Che Dio perdona a tutti recensione film di e con Pif, Giusy Buscemi e Francesco Scianna [Anteprima]
di Francesca Bastoni
L’amore a tutti i costi… Ad ogni costo! È questo il nodo che attraversa il film diretto e interpretato da Pif (Pierfrancesco Diliberto), adattamento cinematografico del suo omonimo romanzo Che dio perdona tutti.
La pellicola si muove con apparente leggerezza entro i codici della commedia italiana — da Amici miei ai classici di Fantozzi — ma sotto la superficie ironica si insinua una domanda più scomoda: quanto siamo disposti a tradire noi stessi pur di amare?
Arturo è l’eroe titubante della vicenda, incarnazione perfetta dell’uomo comune: impeccabile nel lavoro di agente immobiliare, ma emotivamente esitante, opportunista, sempre in bilico tra desiderio e prudenza. Un equilibrio fragile, che si incrina nel momento più inatteso: davanti a un cannolo. È un gesto minimo, quasi iniziatico. Da lì nasce una passione nuova — per la pasticceria e per Flora, interpretata da Giusi Buscemi — che trasforma la sua esistenza in un racconto fatto di dolcezza e desiderio.
Ma, come spesso accade nel cinema di Pif, l’idillio è attraversato da una frattura ideologica. Flora è profondamente credente, mentre Arturo è agnostico. Non crede, ma finge. E quella finzione, inizialmente innocua, diventa il vero cuore del conflitto.
Il nodo della pellicola si sviluppa nei dialoghi surreali tra Arturo e una proiezione immaginaria di Papa Francesco, (Carlos Hipólito): una sorta di presenza evangelica che accompagna il personaggio verso la fede, tra, infinite contraddizioni, provenienti da entrambi. Qui la narrazione trova il suo spazio più fertile: un laboratorio interiore in cui ironia e riflessione si intrecciano.
Tra divergenze e piccoli attriti, il confidente “immaginario” — Papa Francesco — si configura come una coscienza: non giudica, non impone, ma accompagna Arturo nel suo tentativo, fragile e disordinato, di vivere secondo gli esempi offerti dal Vangelo. Ma è proprio qui che emerge la frattura più dolorosa: le contraddizioni tra la vita reale e l’ideale di fede si rivelano difficili da sostenere, quasi inconciliabili.
Il conflitto tra queste due dimensioni — l’aspirazione alla purezza e l’inevitabile imperfezione dell’esperienza umana — diventa lo scoglio principale su cui si arresta, più volte, il percorso di Arturo. Eppure, nel tempo, qualcosa si scioglie. Non attraverso una risoluzione netta, ma grazie a un lento lavoro interiore: il dissolversi di paure, resistenze, strategie di controllo. È qui che Papa Francesco apre uno spiraglio, suggerendo un gesto tanto semplice quanto radicale: affidarsi, senza calcoli, senza garanzie. Una fede che, sorprendentemente, somiglia all’amore. Perché entrambe richiedono esposizione, rischio e perdita di controllo.
Sul piano narrativo, il film regge nel ritmo, sostenuto da una scrittura che alterna leggerezza e riflessione. Eppure, a tratti, sembra indulgere nella ricerca dell’effetto o della citazione brillante, quasi a voler ricalcare consapevolmente i modelli della commedia italiana. Ma è altrove che la pellicola trova la sua verità più autentica.

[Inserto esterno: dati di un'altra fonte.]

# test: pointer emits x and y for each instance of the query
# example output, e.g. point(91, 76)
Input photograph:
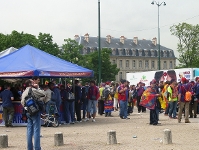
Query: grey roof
point(128, 44)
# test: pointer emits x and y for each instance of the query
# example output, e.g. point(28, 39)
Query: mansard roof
point(128, 44)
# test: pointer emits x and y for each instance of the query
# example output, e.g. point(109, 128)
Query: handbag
point(93, 97)
point(71, 96)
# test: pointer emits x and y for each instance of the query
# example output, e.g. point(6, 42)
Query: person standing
point(173, 97)
point(78, 101)
point(93, 95)
point(85, 99)
point(8, 108)
point(33, 122)
point(122, 90)
point(182, 103)
point(140, 90)
point(56, 97)
point(101, 100)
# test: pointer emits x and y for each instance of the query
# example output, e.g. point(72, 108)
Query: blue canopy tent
point(29, 61)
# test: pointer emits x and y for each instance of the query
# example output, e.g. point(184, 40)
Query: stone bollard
point(167, 137)
point(111, 137)
point(3, 141)
point(58, 139)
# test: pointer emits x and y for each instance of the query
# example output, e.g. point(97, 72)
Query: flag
point(148, 98)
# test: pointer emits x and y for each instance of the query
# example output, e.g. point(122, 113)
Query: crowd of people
point(80, 103)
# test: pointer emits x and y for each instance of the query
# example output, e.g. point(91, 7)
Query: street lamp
point(99, 44)
point(158, 4)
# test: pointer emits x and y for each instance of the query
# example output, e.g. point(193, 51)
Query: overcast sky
point(65, 18)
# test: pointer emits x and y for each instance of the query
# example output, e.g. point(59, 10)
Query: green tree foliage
point(108, 70)
point(188, 46)
point(45, 43)
point(17, 40)
point(71, 51)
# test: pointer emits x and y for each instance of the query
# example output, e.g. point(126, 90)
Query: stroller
point(51, 117)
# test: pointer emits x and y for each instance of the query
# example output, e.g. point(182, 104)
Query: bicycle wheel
point(55, 123)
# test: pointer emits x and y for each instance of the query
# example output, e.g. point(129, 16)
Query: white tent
point(7, 51)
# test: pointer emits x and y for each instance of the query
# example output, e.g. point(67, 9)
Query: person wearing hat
point(122, 99)
point(194, 103)
point(173, 97)
point(182, 89)
point(140, 89)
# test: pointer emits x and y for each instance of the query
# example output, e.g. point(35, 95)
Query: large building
point(130, 55)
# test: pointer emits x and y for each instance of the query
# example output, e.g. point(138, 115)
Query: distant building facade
point(130, 55)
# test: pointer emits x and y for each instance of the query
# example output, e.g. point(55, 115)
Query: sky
point(65, 18)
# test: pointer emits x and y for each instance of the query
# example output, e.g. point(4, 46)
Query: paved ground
point(93, 135)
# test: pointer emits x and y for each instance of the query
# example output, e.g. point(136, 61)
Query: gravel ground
point(93, 135)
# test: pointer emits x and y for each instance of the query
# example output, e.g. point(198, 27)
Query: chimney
point(154, 41)
point(108, 39)
point(86, 37)
point(122, 38)
point(76, 36)
point(135, 40)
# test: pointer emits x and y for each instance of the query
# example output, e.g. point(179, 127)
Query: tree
point(188, 46)
point(45, 43)
point(108, 70)
point(17, 40)
point(71, 51)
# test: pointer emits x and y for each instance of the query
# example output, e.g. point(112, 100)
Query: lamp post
point(158, 4)
point(99, 44)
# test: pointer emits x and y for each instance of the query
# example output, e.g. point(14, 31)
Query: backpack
point(105, 93)
point(30, 104)
point(188, 95)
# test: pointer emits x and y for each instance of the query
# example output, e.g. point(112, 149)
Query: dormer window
point(120, 51)
point(164, 53)
point(152, 53)
point(108, 39)
point(140, 52)
point(122, 38)
point(113, 52)
point(146, 53)
point(86, 37)
point(134, 52)
point(127, 52)
point(170, 54)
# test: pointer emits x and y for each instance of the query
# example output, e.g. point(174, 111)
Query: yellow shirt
point(101, 90)
point(170, 91)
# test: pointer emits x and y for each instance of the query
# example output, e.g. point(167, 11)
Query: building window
point(153, 64)
point(146, 53)
point(140, 64)
point(170, 54)
point(171, 65)
point(165, 54)
point(113, 62)
point(120, 75)
point(146, 64)
point(127, 63)
point(140, 52)
point(120, 63)
point(134, 64)
point(165, 65)
point(134, 53)
point(152, 53)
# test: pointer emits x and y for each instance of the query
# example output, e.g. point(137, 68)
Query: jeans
point(70, 111)
point(8, 114)
point(172, 108)
point(65, 113)
point(92, 106)
point(153, 117)
point(85, 104)
point(78, 110)
point(167, 109)
point(33, 129)
point(123, 109)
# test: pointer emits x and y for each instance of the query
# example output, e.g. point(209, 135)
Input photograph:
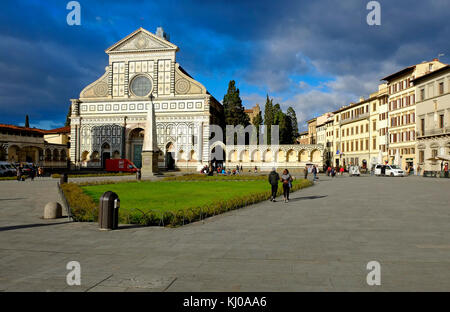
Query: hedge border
point(84, 209)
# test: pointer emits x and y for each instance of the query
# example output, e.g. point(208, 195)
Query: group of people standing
point(31, 172)
point(285, 179)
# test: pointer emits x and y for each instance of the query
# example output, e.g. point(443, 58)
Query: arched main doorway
point(106, 153)
point(136, 140)
point(169, 159)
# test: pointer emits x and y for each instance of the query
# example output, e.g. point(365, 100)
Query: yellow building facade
point(355, 133)
point(402, 112)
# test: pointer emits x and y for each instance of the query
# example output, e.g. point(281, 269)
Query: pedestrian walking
point(19, 173)
point(32, 172)
point(286, 180)
point(273, 180)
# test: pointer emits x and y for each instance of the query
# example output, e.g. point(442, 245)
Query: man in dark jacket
point(273, 180)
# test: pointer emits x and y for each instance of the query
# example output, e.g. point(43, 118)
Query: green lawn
point(175, 195)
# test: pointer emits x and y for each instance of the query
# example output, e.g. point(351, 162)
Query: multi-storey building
point(355, 133)
point(303, 138)
point(401, 111)
point(383, 122)
point(433, 118)
point(324, 130)
point(312, 132)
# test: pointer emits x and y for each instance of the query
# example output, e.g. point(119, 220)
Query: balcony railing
point(431, 132)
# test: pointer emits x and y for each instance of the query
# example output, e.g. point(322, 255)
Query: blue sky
point(312, 55)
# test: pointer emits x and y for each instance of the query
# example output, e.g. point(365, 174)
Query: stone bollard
point(52, 210)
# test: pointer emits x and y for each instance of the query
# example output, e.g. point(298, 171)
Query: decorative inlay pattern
point(101, 89)
point(182, 86)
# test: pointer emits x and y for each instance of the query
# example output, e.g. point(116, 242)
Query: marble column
point(150, 148)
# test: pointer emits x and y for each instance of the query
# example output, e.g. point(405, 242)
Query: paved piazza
point(321, 240)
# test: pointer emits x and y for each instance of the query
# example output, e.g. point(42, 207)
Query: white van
point(389, 170)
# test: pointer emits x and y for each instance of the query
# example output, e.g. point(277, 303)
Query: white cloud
point(44, 124)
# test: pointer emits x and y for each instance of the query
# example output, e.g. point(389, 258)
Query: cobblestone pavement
point(321, 240)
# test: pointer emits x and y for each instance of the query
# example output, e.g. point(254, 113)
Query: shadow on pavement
point(307, 197)
point(25, 226)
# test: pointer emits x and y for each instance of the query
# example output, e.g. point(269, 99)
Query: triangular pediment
point(141, 41)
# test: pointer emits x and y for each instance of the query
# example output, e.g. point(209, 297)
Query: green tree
point(292, 115)
point(233, 109)
point(69, 113)
point(257, 121)
point(268, 117)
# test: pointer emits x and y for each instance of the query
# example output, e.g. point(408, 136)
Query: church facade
point(109, 118)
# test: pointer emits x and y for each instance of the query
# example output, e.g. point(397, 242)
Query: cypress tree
point(69, 113)
point(233, 110)
point(291, 113)
point(268, 117)
point(257, 121)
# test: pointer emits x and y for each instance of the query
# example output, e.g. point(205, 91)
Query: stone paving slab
point(321, 240)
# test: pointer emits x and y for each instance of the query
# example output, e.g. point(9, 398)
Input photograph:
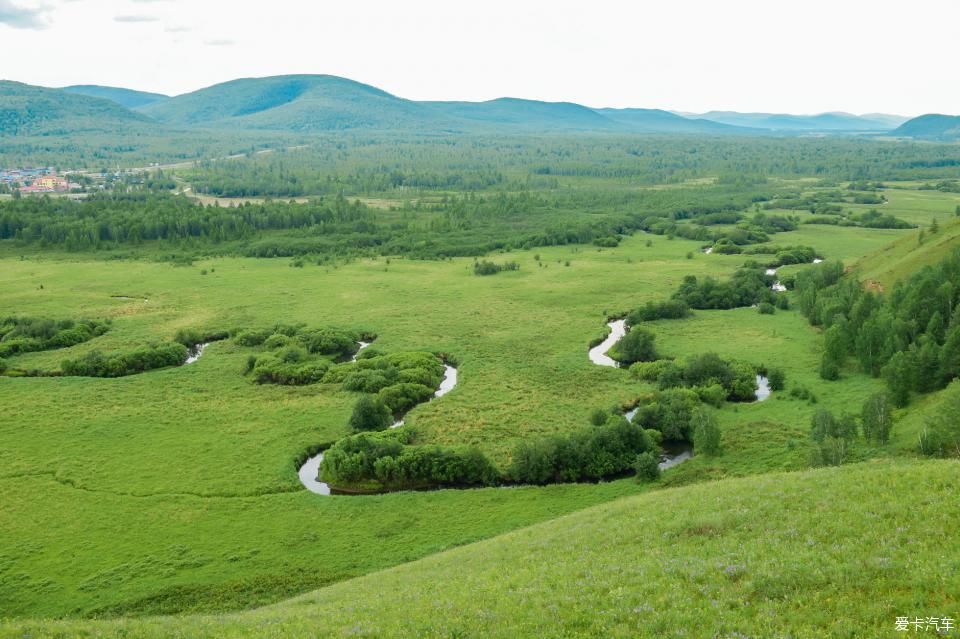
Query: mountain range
point(319, 103)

Le sequenze più riuscite emergono nei momenti di sbandamento di Arturo, quando il personaggio smette di costruirsi e lascia affiorare il bisogno — profondamente umano — di essere accolto, rassicurato, compreso. In questo senso, anche la sua fame di dolci assume un valore simbolico più profondo. Non è solo passione, è una richiesta implicita di dolcezza, un desiderio quasi infantile di essere trattato con gentilezza nonostante le proprie rigidità, le esitazioni, i lati spigolosi.

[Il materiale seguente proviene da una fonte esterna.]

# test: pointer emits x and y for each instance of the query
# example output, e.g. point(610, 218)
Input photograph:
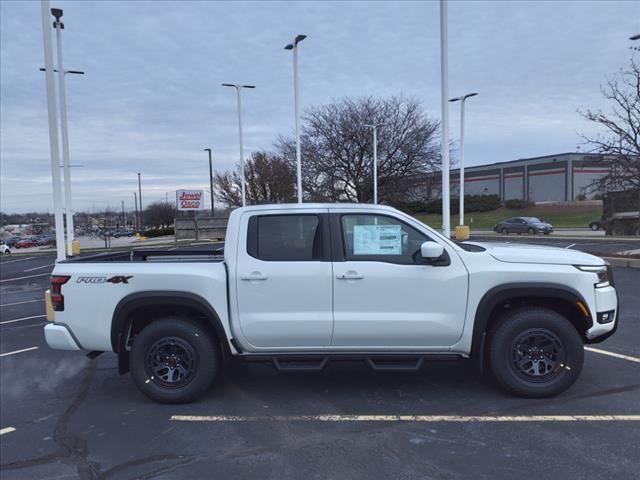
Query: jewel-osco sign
point(189, 199)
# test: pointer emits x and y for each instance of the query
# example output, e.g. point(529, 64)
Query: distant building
point(552, 178)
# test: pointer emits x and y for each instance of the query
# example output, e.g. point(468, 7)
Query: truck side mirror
point(431, 250)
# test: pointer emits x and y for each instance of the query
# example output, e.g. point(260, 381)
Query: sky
point(151, 99)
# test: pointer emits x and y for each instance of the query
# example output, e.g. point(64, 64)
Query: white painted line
point(16, 260)
point(38, 268)
point(18, 351)
point(21, 303)
point(408, 418)
point(22, 319)
point(613, 354)
point(23, 278)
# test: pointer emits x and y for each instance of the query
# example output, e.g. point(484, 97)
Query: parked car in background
point(530, 225)
point(46, 240)
point(11, 241)
point(123, 233)
point(25, 243)
point(596, 225)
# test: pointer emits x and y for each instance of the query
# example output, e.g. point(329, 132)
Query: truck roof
point(315, 206)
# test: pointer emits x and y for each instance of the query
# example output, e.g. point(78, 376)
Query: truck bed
point(154, 255)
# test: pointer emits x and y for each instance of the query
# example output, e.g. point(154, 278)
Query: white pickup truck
point(301, 285)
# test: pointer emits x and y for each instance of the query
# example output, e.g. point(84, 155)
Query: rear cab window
point(286, 238)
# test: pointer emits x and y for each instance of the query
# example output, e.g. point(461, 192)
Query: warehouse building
point(552, 178)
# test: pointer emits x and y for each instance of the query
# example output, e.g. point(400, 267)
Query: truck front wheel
point(174, 360)
point(535, 352)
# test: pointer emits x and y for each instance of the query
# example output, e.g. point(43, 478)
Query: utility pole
point(238, 88)
point(375, 159)
point(294, 46)
point(53, 132)
point(140, 201)
point(213, 213)
point(444, 73)
point(462, 100)
point(135, 202)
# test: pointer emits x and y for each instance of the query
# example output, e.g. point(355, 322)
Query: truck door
point(284, 280)
point(385, 295)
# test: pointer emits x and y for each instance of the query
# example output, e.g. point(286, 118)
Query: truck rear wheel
point(174, 360)
point(535, 352)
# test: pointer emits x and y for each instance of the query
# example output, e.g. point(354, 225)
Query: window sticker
point(377, 240)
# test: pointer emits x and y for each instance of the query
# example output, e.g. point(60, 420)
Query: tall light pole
point(135, 203)
point(211, 179)
point(58, 25)
point(140, 201)
point(374, 127)
point(294, 46)
point(444, 73)
point(53, 132)
point(462, 99)
point(238, 87)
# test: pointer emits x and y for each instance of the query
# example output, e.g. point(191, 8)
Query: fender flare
point(503, 292)
point(162, 297)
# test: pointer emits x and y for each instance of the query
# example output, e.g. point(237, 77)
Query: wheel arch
point(550, 295)
point(126, 309)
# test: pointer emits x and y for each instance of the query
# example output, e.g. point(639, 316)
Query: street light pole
point(57, 13)
point(135, 203)
point(53, 132)
point(374, 127)
point(238, 87)
point(444, 73)
point(294, 46)
point(211, 180)
point(462, 100)
point(140, 201)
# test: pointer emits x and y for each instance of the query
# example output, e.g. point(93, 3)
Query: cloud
point(151, 98)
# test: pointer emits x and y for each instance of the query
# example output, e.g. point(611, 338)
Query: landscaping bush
point(158, 232)
point(517, 204)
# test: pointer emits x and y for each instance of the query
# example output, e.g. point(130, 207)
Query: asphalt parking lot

È proprio in questa tensione, tra controllo e bisogno, tra difesa e desiderio di abbandono, che Arturo si rivela davvero. Un uomo che, più che credere o amare, sta imparando a lasciarsi accadere. Nel cinema di Pif non ci sono risposte definitive, ma percorsi umani, imperfetti e contraddittori. Arturo non conquista una verità: la attraversa. E forse è questo il punto più autentico di Che Dio perdona a tutti: l’amore, come la fede, non è un sistema di certezze, ma un atto di esposizione, che si interpreta come “affidarsi alla fede”.
Non si tratta di credere o non credere, di amare o non amare. Si tratta di accettare il rischio di essere veri. Perché, in fondo, non è Dio a dover perdonare tutto. È l’uomo che deve imparare a non nascondersi più.